The truly visionary work occurs when Antony Stark, suave captain of industry, disappears, stripped down to his bare bones in a grease-stained undershirt and yesterday's pants. That is when he works on the Iron Man suit, or on the pieces of strange technology plucked from Hydra weapons and alien invaders and countless other enemies. That is when he fabricates entirely new methods of communication and vision (though Director Fury refuses to test out the implant) and everything else Steven had always assumed would never be the realm of machines. On those days Steven can catch a glimpse of the brass key hanging just under the neckline of Antony's undershirt and imagines he can hear the soft whirr-click of Antony's mechanical chestplate. On those days Steven looks for the sinuous raised lump of a device he's never laid eyes on, one that curls around the sides of Antony's ribs and leaves a raised circle in the center of his chest just over his heart.
He wonders if Antony is completely human any more, or if he merely has this ability with machines because he is half one himself.
Other days, quiet days when the rattle of his hammer doesn't echo through the mansion, Steven will peer into the recesses of the workshop's fog to see Antony muttering away to himself and scrawling on rolls of parchment – reams of the stuff, enough to make Steven cringe and remember the days when good parchment was a rare luxury and most schooling was done on hard-used slates. Then Antony will have an idea or a flight of fancy and he will lunge up and pull on one of a series of ropes woven above his head. The clanking and thumping will increase; the gears in the ceiling and other hidden places will turn, and the sheet of parchment will roll away, replaced by another. Sometimes Antony will declare it utter garbage before lunging up, and will give the rope a second, stronger heave.
Steven wonders where those drafts end up, wonders if all that parchment is destroyed or merely put away for a later perusal.
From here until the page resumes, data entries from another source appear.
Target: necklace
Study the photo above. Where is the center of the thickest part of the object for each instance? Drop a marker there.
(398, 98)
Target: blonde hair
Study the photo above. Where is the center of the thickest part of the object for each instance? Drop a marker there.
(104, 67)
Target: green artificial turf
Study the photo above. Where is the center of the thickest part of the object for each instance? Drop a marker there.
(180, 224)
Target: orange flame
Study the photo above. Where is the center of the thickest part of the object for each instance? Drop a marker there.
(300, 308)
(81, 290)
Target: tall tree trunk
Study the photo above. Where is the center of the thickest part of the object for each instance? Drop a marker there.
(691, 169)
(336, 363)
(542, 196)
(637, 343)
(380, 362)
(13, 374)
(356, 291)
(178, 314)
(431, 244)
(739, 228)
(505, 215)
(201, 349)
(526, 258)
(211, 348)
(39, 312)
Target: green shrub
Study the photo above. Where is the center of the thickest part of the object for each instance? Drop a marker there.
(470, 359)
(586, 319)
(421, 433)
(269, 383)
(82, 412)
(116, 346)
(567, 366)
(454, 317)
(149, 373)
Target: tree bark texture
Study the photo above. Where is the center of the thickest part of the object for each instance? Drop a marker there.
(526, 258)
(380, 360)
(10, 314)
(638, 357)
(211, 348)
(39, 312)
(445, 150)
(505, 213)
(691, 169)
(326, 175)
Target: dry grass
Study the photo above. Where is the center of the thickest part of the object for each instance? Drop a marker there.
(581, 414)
He longs to gather up every discarded scrap and weave them together, build a representation of Antony from the discards of his mad creations. Perhaps these discarded children will provide some explanation to the workings of their maker's mind.
The other Avengers are easy to comprehend. Agent Barton and Miss Romanova, despite being a woman, are soldiers, loyal and steadfast whatever century they come from. Thor is a pagan god, driven by honor and archaic rules Steven doesn't understand but is willing to accommodate. Doctor Banner is a good man trying to make the best out of monstrous situation. Antony, though – Antony is a millionaire, a dilettante, the odd man out. He has never followed orders or acted in what he saw to be error. He isn't a relic like Steven, living out his displaced days in the closest he can get to familiarity. Steven knows the story, knows the about the kidnapping and subsequent ransom. What he doesn't understand is how a man like Antony, by all accounts self-interested and entirely civilian, finds motivation in such a situation to throw himself into even more danger.
Steven doesn't like going down to Antony's workshop. He goes anyway, braves the smoke and the smells and the danger of burnt appendages because he longs to unshroud the mystery hidden behind this age's cloud of perpetual steam and smoke. He wants to know what birthed the Iron Man, what forged the spirit that takes up the armor and fights against gods and monsters for a cause he has no more motivation to risk life and limb for than everyone Steven has ushered out of the line of fire. He peers through the motes drifting through the air, hoping to one day discover what it is that makes the gear master tick.